Implications and Future Directions
The work rigorously lays the theoretical and algorithmic groundwork for real-time MPC of hybrid dynamical systems, establishing that QPCC-corrected feedback is necessary to capture solution discontinuities due to switching. The algorithms are immediately practical for embedded controllers where feedback latency is paramount, and where switching sequences are unknown and must be discovered online.
The bounded-error results and solution map characterizations open new theoretical avenues for robust, stable hybrid MPC, especially under model uncertainty and adversarial disturbances. The provision of open-source implementations in nosnoc further facilitates adoption in control and robotics.

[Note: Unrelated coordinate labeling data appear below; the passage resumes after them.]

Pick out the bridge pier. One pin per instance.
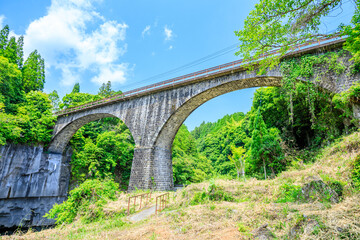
(140, 177)
(162, 168)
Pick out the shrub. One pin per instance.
(214, 193)
(289, 193)
(355, 175)
(85, 201)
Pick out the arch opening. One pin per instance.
(166, 138)
(102, 147)
(162, 169)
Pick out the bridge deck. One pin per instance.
(201, 75)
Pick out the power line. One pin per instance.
(189, 65)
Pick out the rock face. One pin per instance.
(31, 182)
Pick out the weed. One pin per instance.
(289, 193)
(242, 228)
(153, 236)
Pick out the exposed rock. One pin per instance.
(318, 190)
(263, 233)
(31, 182)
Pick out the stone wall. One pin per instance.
(31, 182)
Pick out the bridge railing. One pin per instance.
(202, 73)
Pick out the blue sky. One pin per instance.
(127, 42)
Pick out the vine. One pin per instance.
(306, 68)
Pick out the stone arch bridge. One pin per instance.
(154, 113)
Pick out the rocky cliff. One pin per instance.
(31, 182)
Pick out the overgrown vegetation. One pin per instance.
(85, 202)
(25, 111)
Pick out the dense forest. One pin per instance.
(285, 124)
(295, 138)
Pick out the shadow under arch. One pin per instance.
(61, 139)
(162, 164)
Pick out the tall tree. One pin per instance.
(4, 38)
(34, 73)
(265, 147)
(238, 159)
(282, 24)
(55, 100)
(10, 85)
(105, 90)
(20, 52)
(10, 51)
(76, 88)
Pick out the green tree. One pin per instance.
(265, 147)
(10, 85)
(76, 88)
(281, 24)
(188, 165)
(38, 118)
(55, 100)
(105, 90)
(353, 36)
(33, 73)
(4, 38)
(238, 159)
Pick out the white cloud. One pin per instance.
(146, 31)
(168, 33)
(114, 73)
(67, 42)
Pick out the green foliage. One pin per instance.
(34, 73)
(106, 91)
(265, 147)
(289, 193)
(76, 98)
(25, 113)
(38, 118)
(106, 153)
(85, 201)
(353, 37)
(238, 159)
(55, 100)
(281, 24)
(213, 193)
(216, 145)
(10, 85)
(188, 165)
(355, 174)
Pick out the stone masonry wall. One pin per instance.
(31, 182)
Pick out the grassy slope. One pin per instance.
(255, 205)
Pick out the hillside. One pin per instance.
(231, 209)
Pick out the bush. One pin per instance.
(214, 193)
(355, 175)
(289, 193)
(85, 201)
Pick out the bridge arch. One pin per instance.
(162, 165)
(62, 137)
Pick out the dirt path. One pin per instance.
(143, 214)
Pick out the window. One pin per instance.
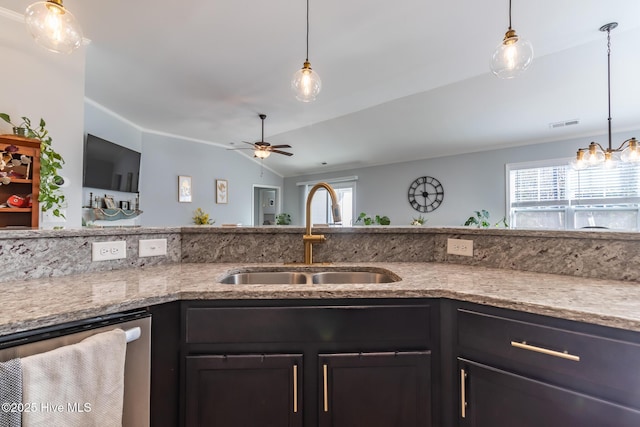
(553, 195)
(321, 203)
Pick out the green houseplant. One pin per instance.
(200, 217)
(283, 219)
(367, 220)
(51, 196)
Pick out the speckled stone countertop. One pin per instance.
(43, 302)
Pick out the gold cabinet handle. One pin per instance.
(295, 388)
(463, 393)
(564, 355)
(325, 388)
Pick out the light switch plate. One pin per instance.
(152, 247)
(104, 251)
(460, 247)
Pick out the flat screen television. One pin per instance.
(110, 166)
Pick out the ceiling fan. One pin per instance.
(262, 149)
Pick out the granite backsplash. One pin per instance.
(592, 254)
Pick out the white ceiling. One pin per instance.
(402, 80)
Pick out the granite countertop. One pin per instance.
(43, 302)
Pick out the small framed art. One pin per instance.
(222, 191)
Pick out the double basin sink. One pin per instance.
(310, 276)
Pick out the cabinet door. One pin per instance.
(490, 397)
(375, 389)
(244, 390)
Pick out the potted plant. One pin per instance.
(51, 196)
(200, 217)
(481, 220)
(367, 220)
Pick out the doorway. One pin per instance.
(266, 203)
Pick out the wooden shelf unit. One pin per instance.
(21, 217)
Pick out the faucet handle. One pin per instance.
(314, 238)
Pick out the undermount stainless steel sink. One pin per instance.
(266, 278)
(315, 277)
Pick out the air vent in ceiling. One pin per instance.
(564, 123)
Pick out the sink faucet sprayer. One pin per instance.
(308, 238)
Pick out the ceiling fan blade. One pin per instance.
(281, 152)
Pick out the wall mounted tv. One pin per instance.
(110, 166)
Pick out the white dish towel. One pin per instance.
(78, 385)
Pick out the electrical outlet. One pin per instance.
(460, 247)
(104, 251)
(152, 247)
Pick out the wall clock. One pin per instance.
(425, 194)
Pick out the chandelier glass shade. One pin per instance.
(512, 56)
(53, 27)
(595, 154)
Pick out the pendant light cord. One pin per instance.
(609, 80)
(307, 59)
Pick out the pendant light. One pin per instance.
(306, 83)
(596, 154)
(53, 27)
(512, 56)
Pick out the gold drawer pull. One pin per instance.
(325, 388)
(295, 388)
(564, 355)
(463, 394)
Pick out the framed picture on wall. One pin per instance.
(222, 191)
(184, 189)
(110, 203)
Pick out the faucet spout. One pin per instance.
(309, 239)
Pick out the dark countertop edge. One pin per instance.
(291, 229)
(610, 321)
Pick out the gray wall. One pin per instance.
(471, 182)
(42, 84)
(165, 157)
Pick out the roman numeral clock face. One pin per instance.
(425, 194)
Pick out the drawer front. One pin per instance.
(586, 362)
(309, 324)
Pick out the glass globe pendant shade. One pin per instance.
(306, 83)
(53, 27)
(512, 56)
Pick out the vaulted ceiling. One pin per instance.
(402, 80)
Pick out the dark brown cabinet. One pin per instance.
(492, 397)
(527, 370)
(376, 389)
(239, 390)
(281, 364)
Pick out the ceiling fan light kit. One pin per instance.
(53, 27)
(263, 149)
(306, 83)
(595, 154)
(512, 56)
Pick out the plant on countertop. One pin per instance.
(51, 196)
(283, 219)
(367, 220)
(481, 220)
(200, 217)
(418, 221)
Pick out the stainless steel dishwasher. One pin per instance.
(137, 380)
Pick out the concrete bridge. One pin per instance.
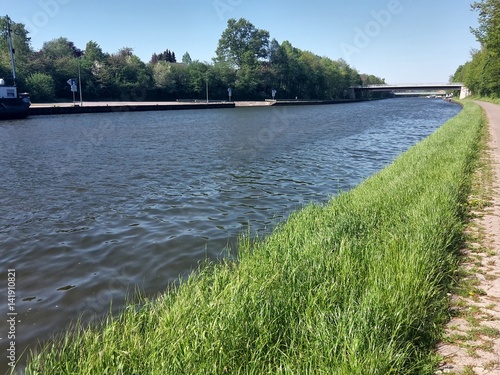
(356, 91)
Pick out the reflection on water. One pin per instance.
(93, 206)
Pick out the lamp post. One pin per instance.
(80, 77)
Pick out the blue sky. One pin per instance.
(403, 41)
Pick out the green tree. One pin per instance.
(242, 44)
(41, 87)
(488, 32)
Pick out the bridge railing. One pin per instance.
(453, 84)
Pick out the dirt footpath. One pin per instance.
(472, 342)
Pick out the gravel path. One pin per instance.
(472, 343)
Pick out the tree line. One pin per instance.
(481, 74)
(247, 60)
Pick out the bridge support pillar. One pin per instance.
(464, 92)
(352, 93)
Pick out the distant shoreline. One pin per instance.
(38, 109)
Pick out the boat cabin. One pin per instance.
(7, 91)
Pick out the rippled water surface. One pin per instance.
(94, 206)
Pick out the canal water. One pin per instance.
(94, 207)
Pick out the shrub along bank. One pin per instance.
(356, 286)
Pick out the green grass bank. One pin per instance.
(355, 286)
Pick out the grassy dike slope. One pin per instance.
(356, 286)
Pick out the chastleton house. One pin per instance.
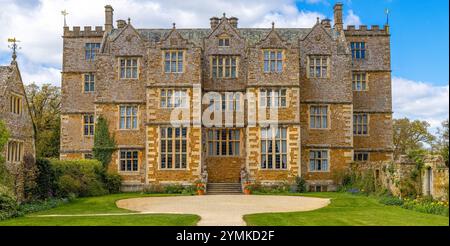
(15, 112)
(331, 87)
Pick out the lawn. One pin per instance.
(101, 205)
(348, 210)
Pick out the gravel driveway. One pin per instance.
(222, 210)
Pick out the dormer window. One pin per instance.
(273, 61)
(224, 42)
(358, 50)
(91, 50)
(173, 61)
(224, 67)
(128, 68)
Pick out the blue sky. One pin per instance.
(420, 33)
(419, 41)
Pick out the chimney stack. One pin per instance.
(121, 24)
(338, 21)
(108, 18)
(214, 21)
(326, 23)
(233, 21)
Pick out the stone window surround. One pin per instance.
(233, 141)
(177, 61)
(328, 117)
(212, 57)
(361, 124)
(272, 98)
(361, 50)
(354, 80)
(19, 145)
(137, 117)
(83, 125)
(328, 66)
(91, 49)
(138, 64)
(273, 139)
(223, 41)
(283, 60)
(183, 169)
(171, 99)
(83, 79)
(224, 103)
(328, 158)
(361, 154)
(16, 104)
(119, 161)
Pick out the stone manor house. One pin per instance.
(330, 85)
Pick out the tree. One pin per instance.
(104, 142)
(6, 181)
(45, 107)
(442, 142)
(410, 136)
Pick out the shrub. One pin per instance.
(300, 184)
(113, 182)
(8, 207)
(45, 180)
(79, 177)
(426, 205)
(41, 205)
(154, 189)
(390, 200)
(170, 189)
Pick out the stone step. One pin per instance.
(223, 188)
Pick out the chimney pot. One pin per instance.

Anticipated future developments include structure-exploiting QPCC solvers, potentially leveraging Riccati-factorization analogs to unlock further computational savings. Extension to systems with discrete control decisions and broader hybrid system classes would generalize the applicability, with ongoing research into stability and robustness in such regimes.
Conclusion
This paper presents a mathematically rigorous and computationally efficient framework for real-time MPC of hybrid dynamical systems via MPCC formulations. Through the analytic study of solution map sensitivity and the development of SQPCC-based feedback algorithms, it bridges the gap between theoretical requirements and practical constraints, offering robust tools for real-time control tasks with hybrid dynamics. Numerical results validate the practical suitability, achieving rapid feedback corrections and online adaptation to discrete events.